Streamers
Cokes and Rooney sing a song about streamers (soldiers from the Airborne whose parachutes don't open) to the men in the barracks while they are drunk. The song creates the terrifying imagery of death as they could imagine losing their 'chutes and free falling to the earth like a knife (as described earlier).
Fear
Carlyle comes into the barracks drunk after the lights have been turned out by Cokes and Rooney in Act I. He is terrified of being chosen to go to Vietnam because he believes he is going to die. He tells Roger that he knows he is going to die, he has no one there in the Army to stand with him, no one that is like family. There is nothing like home that ties him to staying behind thus they are going to send him to the war. His fear and paranoia exemplify the theme of waiting for the war becoming embodied and we experience the horrifying psychology a solder might experience prior to ever setting foot on a battleground.
Storyteller
Billy tells the story of his friend, Frankie who he knew in high school and how they would let gay men pick them up at bars in order that they would pay for their drinks before the kids ditched them. Frankie then goes on to become a gay man. Once the story is over Richie says that Billy is a storyteller.
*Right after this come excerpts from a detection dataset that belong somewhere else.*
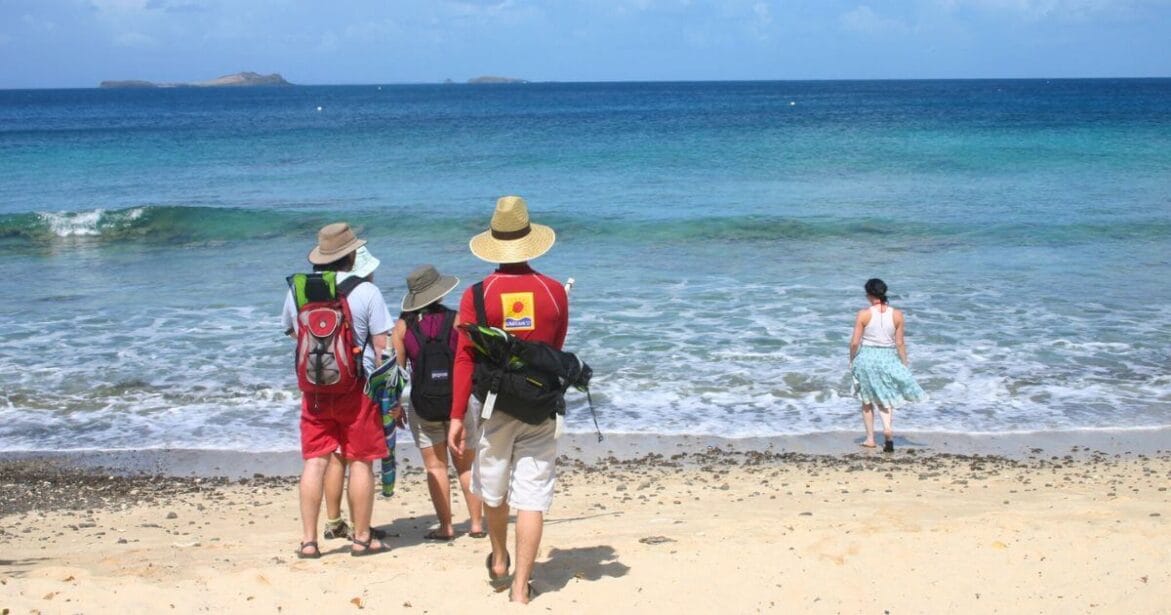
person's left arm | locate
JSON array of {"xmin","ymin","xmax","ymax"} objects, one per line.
[
  {"xmin": 553, "ymin": 278, "xmax": 569, "ymax": 350},
  {"xmin": 850, "ymin": 310, "xmax": 865, "ymax": 365},
  {"xmin": 893, "ymin": 309, "xmax": 911, "ymax": 367}
]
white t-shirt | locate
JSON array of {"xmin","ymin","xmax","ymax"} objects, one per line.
[{"xmin": 281, "ymin": 282, "xmax": 393, "ymax": 374}]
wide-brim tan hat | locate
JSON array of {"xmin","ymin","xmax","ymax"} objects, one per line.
[
  {"xmin": 467, "ymin": 197, "xmax": 557, "ymax": 262},
  {"xmin": 309, "ymin": 223, "xmax": 365, "ymax": 265},
  {"xmin": 403, "ymin": 265, "xmax": 459, "ymax": 312}
]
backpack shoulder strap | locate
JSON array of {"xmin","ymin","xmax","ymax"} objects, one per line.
[
  {"xmin": 403, "ymin": 317, "xmax": 427, "ymax": 348},
  {"xmin": 438, "ymin": 309, "xmax": 459, "ymax": 346},
  {"xmin": 472, "ymin": 281, "xmax": 488, "ymax": 327}
]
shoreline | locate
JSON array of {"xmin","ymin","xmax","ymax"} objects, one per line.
[
  {"xmin": 0, "ymin": 440, "xmax": 1171, "ymax": 614},
  {"xmin": 0, "ymin": 428, "xmax": 1171, "ymax": 480}
]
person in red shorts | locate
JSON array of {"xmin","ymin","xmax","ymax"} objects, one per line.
[
  {"xmin": 447, "ymin": 197, "xmax": 569, "ymax": 603},
  {"xmin": 282, "ymin": 223, "xmax": 391, "ymax": 559}
]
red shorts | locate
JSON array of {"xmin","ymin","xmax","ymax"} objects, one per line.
[{"xmin": 301, "ymin": 387, "xmax": 386, "ymax": 462}]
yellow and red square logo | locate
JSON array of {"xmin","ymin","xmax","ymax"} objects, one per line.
[{"xmin": 500, "ymin": 293, "xmax": 536, "ymax": 332}]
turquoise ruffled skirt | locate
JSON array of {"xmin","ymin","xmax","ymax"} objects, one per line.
[{"xmin": 852, "ymin": 346, "xmax": 927, "ymax": 408}]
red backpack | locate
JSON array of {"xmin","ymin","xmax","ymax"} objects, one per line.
[{"xmin": 288, "ymin": 272, "xmax": 365, "ymax": 395}]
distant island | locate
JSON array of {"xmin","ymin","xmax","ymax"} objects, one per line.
[
  {"xmin": 467, "ymin": 75, "xmax": 528, "ymax": 83},
  {"xmin": 98, "ymin": 73, "xmax": 292, "ymax": 89}
]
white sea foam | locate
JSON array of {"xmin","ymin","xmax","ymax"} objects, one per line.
[{"xmin": 36, "ymin": 207, "xmax": 145, "ymax": 238}]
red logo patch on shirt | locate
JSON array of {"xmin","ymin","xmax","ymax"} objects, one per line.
[{"xmin": 500, "ymin": 293, "xmax": 536, "ymax": 332}]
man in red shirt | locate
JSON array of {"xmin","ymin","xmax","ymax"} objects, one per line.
[{"xmin": 447, "ymin": 197, "xmax": 569, "ymax": 603}]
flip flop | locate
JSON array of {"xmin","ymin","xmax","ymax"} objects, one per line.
[
  {"xmin": 484, "ymin": 551, "xmax": 512, "ymax": 594},
  {"xmin": 296, "ymin": 540, "xmax": 321, "ymax": 560},
  {"xmin": 508, "ymin": 583, "xmax": 541, "ymax": 602},
  {"xmin": 423, "ymin": 529, "xmax": 456, "ymax": 542},
  {"xmin": 350, "ymin": 535, "xmax": 390, "ymax": 558}
]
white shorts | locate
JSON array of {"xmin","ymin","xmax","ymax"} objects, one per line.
[{"xmin": 467, "ymin": 397, "xmax": 557, "ymax": 512}]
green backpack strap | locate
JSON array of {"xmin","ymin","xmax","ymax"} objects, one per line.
[{"xmin": 286, "ymin": 272, "xmax": 337, "ymax": 312}]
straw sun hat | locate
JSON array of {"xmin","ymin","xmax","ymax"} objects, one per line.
[
  {"xmin": 403, "ymin": 265, "xmax": 459, "ymax": 312},
  {"xmin": 309, "ymin": 223, "xmax": 365, "ymax": 265},
  {"xmin": 468, "ymin": 197, "xmax": 556, "ymax": 262}
]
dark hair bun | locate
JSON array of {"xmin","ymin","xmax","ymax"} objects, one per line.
[{"xmin": 865, "ymin": 278, "xmax": 886, "ymax": 303}]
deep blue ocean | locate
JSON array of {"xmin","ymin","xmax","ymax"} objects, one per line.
[{"xmin": 0, "ymin": 80, "xmax": 1171, "ymax": 450}]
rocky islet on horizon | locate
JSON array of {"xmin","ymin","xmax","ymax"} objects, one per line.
[{"xmin": 98, "ymin": 71, "xmax": 293, "ymax": 89}]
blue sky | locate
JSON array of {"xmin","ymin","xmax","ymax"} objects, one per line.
[{"xmin": 0, "ymin": 0, "xmax": 1171, "ymax": 88}]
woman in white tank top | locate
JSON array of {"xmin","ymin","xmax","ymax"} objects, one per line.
[{"xmin": 850, "ymin": 278, "xmax": 927, "ymax": 452}]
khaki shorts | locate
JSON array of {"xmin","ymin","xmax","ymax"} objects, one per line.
[
  {"xmin": 403, "ymin": 397, "xmax": 480, "ymax": 451},
  {"xmin": 467, "ymin": 397, "xmax": 557, "ymax": 512}
]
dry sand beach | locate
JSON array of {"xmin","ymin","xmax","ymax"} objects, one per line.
[{"xmin": 0, "ymin": 446, "xmax": 1171, "ymax": 614}]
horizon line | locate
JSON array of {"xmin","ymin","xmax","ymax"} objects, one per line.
[{"xmin": 0, "ymin": 73, "xmax": 1171, "ymax": 91}]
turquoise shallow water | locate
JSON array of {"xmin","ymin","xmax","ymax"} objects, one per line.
[{"xmin": 0, "ymin": 80, "xmax": 1171, "ymax": 450}]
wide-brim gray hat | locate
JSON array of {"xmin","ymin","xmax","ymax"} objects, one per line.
[
  {"xmin": 403, "ymin": 265, "xmax": 459, "ymax": 312},
  {"xmin": 468, "ymin": 197, "xmax": 557, "ymax": 264}
]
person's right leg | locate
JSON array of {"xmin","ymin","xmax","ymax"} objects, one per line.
[
  {"xmin": 512, "ymin": 511, "xmax": 545, "ymax": 604},
  {"xmin": 345, "ymin": 460, "xmax": 382, "ymax": 552},
  {"xmin": 870, "ymin": 405, "xmax": 895, "ymax": 447},
  {"xmin": 300, "ymin": 456, "xmax": 329, "ymax": 555},
  {"xmin": 326, "ymin": 452, "xmax": 345, "ymax": 538},
  {"xmin": 420, "ymin": 443, "xmax": 456, "ymax": 537},
  {"xmin": 484, "ymin": 504, "xmax": 510, "ymax": 578},
  {"xmin": 465, "ymin": 397, "xmax": 519, "ymax": 581},
  {"xmin": 862, "ymin": 404, "xmax": 875, "ymax": 449},
  {"xmin": 452, "ymin": 449, "xmax": 484, "ymax": 538},
  {"xmin": 508, "ymin": 421, "xmax": 557, "ymax": 603}
]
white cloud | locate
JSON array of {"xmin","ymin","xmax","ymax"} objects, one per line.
[
  {"xmin": 937, "ymin": 0, "xmax": 1152, "ymax": 20},
  {"xmin": 838, "ymin": 5, "xmax": 909, "ymax": 34}
]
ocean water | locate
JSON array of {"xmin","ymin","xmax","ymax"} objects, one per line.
[{"xmin": 0, "ymin": 80, "xmax": 1171, "ymax": 451}]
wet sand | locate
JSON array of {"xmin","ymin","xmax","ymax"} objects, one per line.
[{"xmin": 0, "ymin": 438, "xmax": 1171, "ymax": 613}]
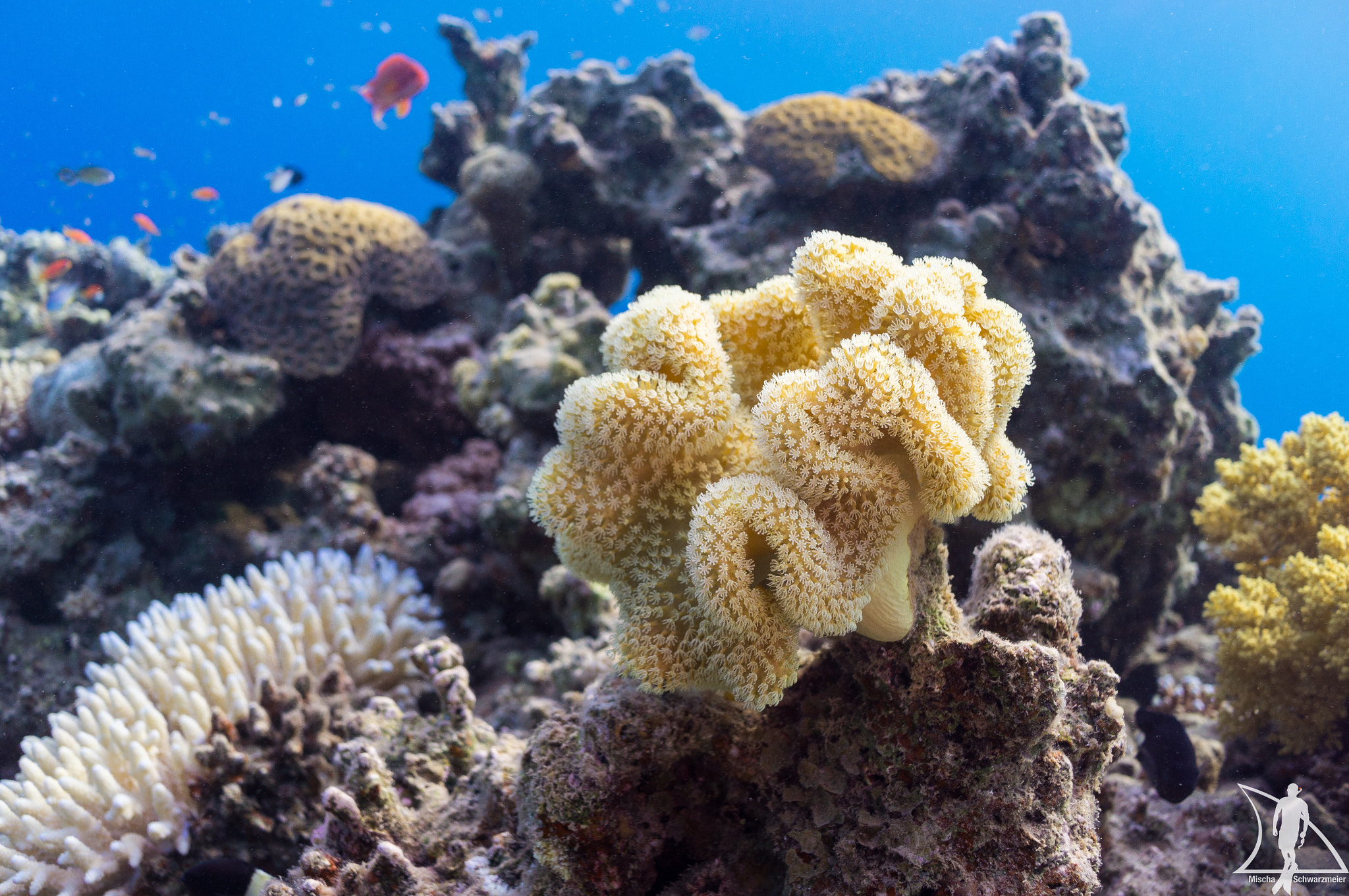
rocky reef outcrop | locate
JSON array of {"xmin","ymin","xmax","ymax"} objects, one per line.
[{"xmin": 424, "ymin": 13, "xmax": 1260, "ymax": 663}]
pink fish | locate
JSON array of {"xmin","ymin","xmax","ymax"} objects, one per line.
[{"xmin": 356, "ymin": 53, "xmax": 430, "ymax": 128}]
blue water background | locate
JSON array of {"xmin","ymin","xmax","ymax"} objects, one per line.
[{"xmin": 0, "ymin": 0, "xmax": 1349, "ymax": 435}]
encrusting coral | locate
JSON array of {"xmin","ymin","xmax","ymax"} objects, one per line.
[
  {"xmin": 0, "ymin": 550, "xmax": 440, "ymax": 896},
  {"xmin": 206, "ymin": 194, "xmax": 449, "ymax": 379},
  {"xmin": 1194, "ymin": 413, "xmax": 1349, "ymax": 752},
  {"xmin": 0, "ymin": 350, "xmax": 61, "ymax": 452},
  {"xmin": 530, "ymin": 232, "xmax": 1032, "ymax": 709},
  {"xmin": 744, "ymin": 93, "xmax": 937, "ymax": 194}
]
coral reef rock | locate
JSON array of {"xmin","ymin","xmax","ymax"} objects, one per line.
[
  {"xmin": 515, "ymin": 528, "xmax": 1124, "ymax": 895},
  {"xmin": 0, "ymin": 229, "xmax": 173, "ymax": 352},
  {"xmin": 28, "ymin": 299, "xmax": 282, "ymax": 462},
  {"xmin": 426, "ymin": 13, "xmax": 1261, "ymax": 664},
  {"xmin": 0, "ymin": 349, "xmax": 61, "ymax": 454},
  {"xmin": 265, "ymin": 639, "xmax": 528, "ymax": 896},
  {"xmin": 206, "ymin": 194, "xmax": 449, "ymax": 379},
  {"xmin": 744, "ymin": 93, "xmax": 937, "ymax": 196},
  {"xmin": 0, "ymin": 434, "xmax": 103, "ymax": 587},
  {"xmin": 312, "ymin": 322, "xmax": 482, "ymax": 462}
]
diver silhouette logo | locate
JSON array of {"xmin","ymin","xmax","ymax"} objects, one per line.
[
  {"xmin": 1271, "ymin": 784, "xmax": 1311, "ymax": 893},
  {"xmin": 1232, "ymin": 784, "xmax": 1349, "ymax": 893}
]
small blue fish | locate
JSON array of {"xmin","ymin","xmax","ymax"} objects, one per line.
[
  {"xmin": 47, "ymin": 283, "xmax": 78, "ymax": 313},
  {"xmin": 1133, "ymin": 707, "xmax": 1199, "ymax": 803}
]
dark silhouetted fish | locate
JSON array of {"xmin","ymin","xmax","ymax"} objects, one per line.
[
  {"xmin": 262, "ymin": 165, "xmax": 305, "ymax": 193},
  {"xmin": 1133, "ymin": 709, "xmax": 1199, "ymax": 803},
  {"xmin": 182, "ymin": 858, "xmax": 271, "ymax": 896},
  {"xmin": 57, "ymin": 165, "xmax": 116, "ymax": 187}
]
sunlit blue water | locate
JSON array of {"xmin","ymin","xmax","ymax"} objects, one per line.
[{"xmin": 0, "ymin": 0, "xmax": 1349, "ymax": 435}]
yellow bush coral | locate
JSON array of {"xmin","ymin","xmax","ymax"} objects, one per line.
[
  {"xmin": 744, "ymin": 93, "xmax": 937, "ymax": 194},
  {"xmin": 206, "ymin": 194, "xmax": 449, "ymax": 379},
  {"xmin": 1194, "ymin": 413, "xmax": 1349, "ymax": 574},
  {"xmin": 1194, "ymin": 413, "xmax": 1349, "ymax": 752},
  {"xmin": 529, "ymin": 232, "xmax": 1033, "ymax": 709}
]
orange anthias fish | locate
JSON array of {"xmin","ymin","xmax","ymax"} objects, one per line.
[
  {"xmin": 131, "ymin": 211, "xmax": 159, "ymax": 236},
  {"xmin": 41, "ymin": 259, "xmax": 74, "ymax": 280},
  {"xmin": 356, "ymin": 53, "xmax": 430, "ymax": 128}
]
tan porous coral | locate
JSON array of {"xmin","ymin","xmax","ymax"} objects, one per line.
[
  {"xmin": 744, "ymin": 93, "xmax": 937, "ymax": 194},
  {"xmin": 0, "ymin": 550, "xmax": 440, "ymax": 896},
  {"xmin": 206, "ymin": 194, "xmax": 449, "ymax": 379},
  {"xmin": 530, "ymin": 232, "xmax": 1032, "ymax": 709},
  {"xmin": 0, "ymin": 350, "xmax": 61, "ymax": 452}
]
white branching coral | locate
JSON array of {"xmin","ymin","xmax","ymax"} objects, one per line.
[{"xmin": 0, "ymin": 548, "xmax": 440, "ymax": 896}]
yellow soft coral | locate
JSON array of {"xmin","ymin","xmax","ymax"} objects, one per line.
[
  {"xmin": 744, "ymin": 93, "xmax": 937, "ymax": 193},
  {"xmin": 529, "ymin": 232, "xmax": 1033, "ymax": 709},
  {"xmin": 1205, "ymin": 525, "xmax": 1349, "ymax": 752},
  {"xmin": 1194, "ymin": 413, "xmax": 1349, "ymax": 574},
  {"xmin": 1194, "ymin": 413, "xmax": 1349, "ymax": 752}
]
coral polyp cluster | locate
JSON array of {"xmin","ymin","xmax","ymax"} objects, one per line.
[
  {"xmin": 530, "ymin": 232, "xmax": 1033, "ymax": 709},
  {"xmin": 0, "ymin": 550, "xmax": 440, "ymax": 896}
]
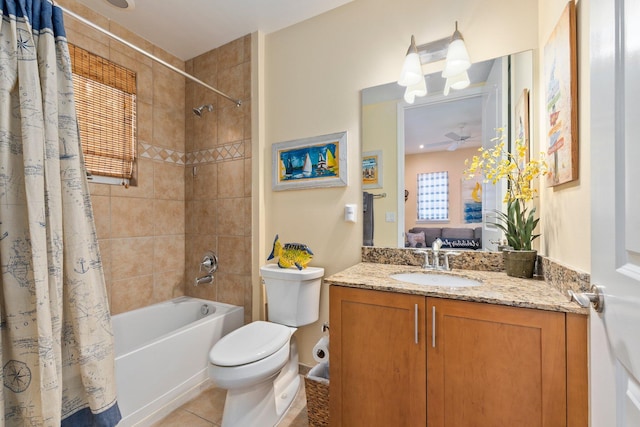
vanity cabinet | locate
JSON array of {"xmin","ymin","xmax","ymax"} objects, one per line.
[
  {"xmin": 329, "ymin": 286, "xmax": 427, "ymax": 427},
  {"xmin": 329, "ymin": 286, "xmax": 588, "ymax": 427},
  {"xmin": 427, "ymin": 298, "xmax": 567, "ymax": 427}
]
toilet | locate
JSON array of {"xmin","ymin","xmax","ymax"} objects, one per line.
[{"xmin": 209, "ymin": 264, "xmax": 324, "ymax": 427}]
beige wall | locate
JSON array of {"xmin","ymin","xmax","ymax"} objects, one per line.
[
  {"xmin": 533, "ymin": 0, "xmax": 591, "ymax": 272},
  {"xmin": 264, "ymin": 0, "xmax": 538, "ymax": 364},
  {"xmin": 361, "ymin": 100, "xmax": 398, "ymax": 247}
]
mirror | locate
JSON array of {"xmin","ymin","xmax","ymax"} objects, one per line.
[{"xmin": 362, "ymin": 51, "xmax": 533, "ymax": 250}]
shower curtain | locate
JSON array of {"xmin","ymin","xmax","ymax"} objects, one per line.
[{"xmin": 0, "ymin": 0, "xmax": 121, "ymax": 427}]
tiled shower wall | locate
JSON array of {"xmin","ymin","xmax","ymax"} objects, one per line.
[
  {"xmin": 184, "ymin": 35, "xmax": 252, "ymax": 321},
  {"xmin": 59, "ymin": 0, "xmax": 251, "ymax": 320}
]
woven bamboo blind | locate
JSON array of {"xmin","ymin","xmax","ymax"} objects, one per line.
[{"xmin": 69, "ymin": 44, "xmax": 136, "ymax": 179}]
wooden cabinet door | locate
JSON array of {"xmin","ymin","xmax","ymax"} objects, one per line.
[
  {"xmin": 329, "ymin": 286, "xmax": 426, "ymax": 427},
  {"xmin": 427, "ymin": 298, "xmax": 567, "ymax": 427}
]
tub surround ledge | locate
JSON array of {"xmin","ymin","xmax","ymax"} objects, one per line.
[{"xmin": 332, "ymin": 256, "xmax": 589, "ymax": 315}]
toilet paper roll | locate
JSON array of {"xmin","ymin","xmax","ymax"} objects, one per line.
[{"xmin": 313, "ymin": 335, "xmax": 329, "ymax": 363}]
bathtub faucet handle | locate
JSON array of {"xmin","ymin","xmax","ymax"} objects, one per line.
[
  {"xmin": 200, "ymin": 251, "xmax": 218, "ymax": 274},
  {"xmin": 193, "ymin": 274, "xmax": 213, "ymax": 286}
]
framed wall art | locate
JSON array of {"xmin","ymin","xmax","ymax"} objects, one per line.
[
  {"xmin": 543, "ymin": 0, "xmax": 578, "ymax": 186},
  {"xmin": 460, "ymin": 178, "xmax": 482, "ymax": 224},
  {"xmin": 272, "ymin": 132, "xmax": 347, "ymax": 191},
  {"xmin": 362, "ymin": 150, "xmax": 382, "ymax": 190}
]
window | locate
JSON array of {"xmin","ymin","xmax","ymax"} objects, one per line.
[
  {"xmin": 69, "ymin": 44, "xmax": 136, "ymax": 183},
  {"xmin": 418, "ymin": 172, "xmax": 449, "ymax": 221}
]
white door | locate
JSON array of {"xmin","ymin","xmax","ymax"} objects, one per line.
[{"xmin": 588, "ymin": 0, "xmax": 640, "ymax": 427}]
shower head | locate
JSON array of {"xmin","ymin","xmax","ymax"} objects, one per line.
[{"xmin": 193, "ymin": 104, "xmax": 213, "ymax": 117}]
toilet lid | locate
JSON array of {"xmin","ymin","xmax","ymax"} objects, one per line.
[{"xmin": 209, "ymin": 320, "xmax": 291, "ymax": 366}]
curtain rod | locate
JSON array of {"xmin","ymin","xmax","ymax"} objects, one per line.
[{"xmin": 56, "ymin": 5, "xmax": 242, "ymax": 107}]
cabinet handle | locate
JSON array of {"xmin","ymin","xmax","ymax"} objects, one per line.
[
  {"xmin": 431, "ymin": 305, "xmax": 436, "ymax": 348},
  {"xmin": 413, "ymin": 304, "xmax": 418, "ymax": 344}
]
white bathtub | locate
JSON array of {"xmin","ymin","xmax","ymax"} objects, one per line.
[{"xmin": 112, "ymin": 297, "xmax": 244, "ymax": 427}]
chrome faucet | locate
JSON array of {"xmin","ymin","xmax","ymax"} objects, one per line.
[
  {"xmin": 444, "ymin": 251, "xmax": 462, "ymax": 271},
  {"xmin": 413, "ymin": 238, "xmax": 461, "ymax": 271},
  {"xmin": 431, "ymin": 237, "xmax": 442, "ymax": 270},
  {"xmin": 193, "ymin": 251, "xmax": 218, "ymax": 286},
  {"xmin": 413, "ymin": 249, "xmax": 431, "ymax": 269},
  {"xmin": 193, "ymin": 274, "xmax": 213, "ymax": 286}
]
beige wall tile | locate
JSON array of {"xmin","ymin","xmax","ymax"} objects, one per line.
[
  {"xmin": 111, "ymin": 197, "xmax": 154, "ymax": 238},
  {"xmin": 187, "ymin": 163, "xmax": 219, "ymax": 200},
  {"xmin": 217, "ymin": 103, "xmax": 244, "ymax": 145},
  {"xmin": 185, "ymin": 276, "xmax": 220, "ymax": 301},
  {"xmin": 218, "ymin": 64, "xmax": 245, "ymax": 103},
  {"xmin": 153, "ymin": 103, "xmax": 185, "ymax": 151},
  {"xmin": 185, "ymin": 200, "xmax": 219, "ymax": 235},
  {"xmin": 244, "ymin": 158, "xmax": 252, "ymax": 197},
  {"xmin": 153, "ymin": 235, "xmax": 185, "ymax": 277},
  {"xmin": 111, "ymin": 274, "xmax": 153, "ymax": 314},
  {"xmin": 191, "ymin": 109, "xmax": 219, "ymax": 151},
  {"xmin": 98, "ymin": 239, "xmax": 113, "ymax": 306},
  {"xmin": 216, "ymin": 273, "xmax": 247, "ymax": 310},
  {"xmin": 153, "ymin": 270, "xmax": 184, "ymax": 303},
  {"xmin": 152, "ymin": 200, "xmax": 185, "ymax": 236},
  {"xmin": 153, "ymin": 162, "xmax": 184, "ymax": 200},
  {"xmin": 111, "ymin": 237, "xmax": 153, "ymax": 282},
  {"xmin": 218, "ymin": 160, "xmax": 244, "ymax": 197},
  {"xmin": 111, "ymin": 158, "xmax": 153, "ymax": 199},
  {"xmin": 218, "ymin": 236, "xmax": 251, "ymax": 274},
  {"xmin": 91, "ymin": 195, "xmax": 111, "ymax": 239},
  {"xmin": 216, "ymin": 198, "xmax": 247, "ymax": 236}
]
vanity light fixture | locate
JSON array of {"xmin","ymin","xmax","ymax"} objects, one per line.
[
  {"xmin": 398, "ymin": 35, "xmax": 424, "ymax": 87},
  {"xmin": 398, "ymin": 21, "xmax": 471, "ymax": 104},
  {"xmin": 444, "ymin": 71, "xmax": 471, "ymax": 96},
  {"xmin": 404, "ymin": 76, "xmax": 427, "ymax": 104},
  {"xmin": 442, "ymin": 21, "xmax": 471, "ymax": 78}
]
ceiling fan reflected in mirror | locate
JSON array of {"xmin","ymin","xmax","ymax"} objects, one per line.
[{"xmin": 440, "ymin": 124, "xmax": 471, "ymax": 151}]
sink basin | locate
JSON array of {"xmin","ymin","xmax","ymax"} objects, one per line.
[{"xmin": 390, "ymin": 272, "xmax": 481, "ymax": 288}]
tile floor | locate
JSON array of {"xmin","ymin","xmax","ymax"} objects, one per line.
[{"xmin": 152, "ymin": 375, "xmax": 309, "ymax": 427}]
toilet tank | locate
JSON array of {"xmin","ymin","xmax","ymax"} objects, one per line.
[{"xmin": 260, "ymin": 264, "xmax": 324, "ymax": 326}]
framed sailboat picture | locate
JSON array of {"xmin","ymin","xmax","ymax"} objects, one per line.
[
  {"xmin": 272, "ymin": 132, "xmax": 347, "ymax": 191},
  {"xmin": 362, "ymin": 150, "xmax": 382, "ymax": 190},
  {"xmin": 544, "ymin": 0, "xmax": 578, "ymax": 187}
]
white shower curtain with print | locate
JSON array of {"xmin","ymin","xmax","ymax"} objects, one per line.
[{"xmin": 0, "ymin": 0, "xmax": 120, "ymax": 427}]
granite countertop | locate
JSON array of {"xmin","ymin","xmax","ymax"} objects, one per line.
[{"xmin": 324, "ymin": 262, "xmax": 589, "ymax": 315}]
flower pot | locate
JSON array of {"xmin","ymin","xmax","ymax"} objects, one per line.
[{"xmin": 502, "ymin": 251, "xmax": 538, "ymax": 279}]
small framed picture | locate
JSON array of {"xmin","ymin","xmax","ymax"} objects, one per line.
[
  {"xmin": 272, "ymin": 132, "xmax": 347, "ymax": 191},
  {"xmin": 362, "ymin": 150, "xmax": 382, "ymax": 189}
]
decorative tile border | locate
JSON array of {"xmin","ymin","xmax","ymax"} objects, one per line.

The imagery that Billy's monologue creates, combined with Richie's statement allows the audience to suspect that Frankie could either be real or a fake name Billy uses to cover for his own actions.
He didn't sing it
Cokes begins to mimic what one of the men he was in a platoon with did before he plummeted to his death, he reaches upwards as if desperately attempting to claw at the sky as his legs pump up and down. The imagery creates the haunting image of watching a comrade falling to his inevitable death, and there being nothing to do to help.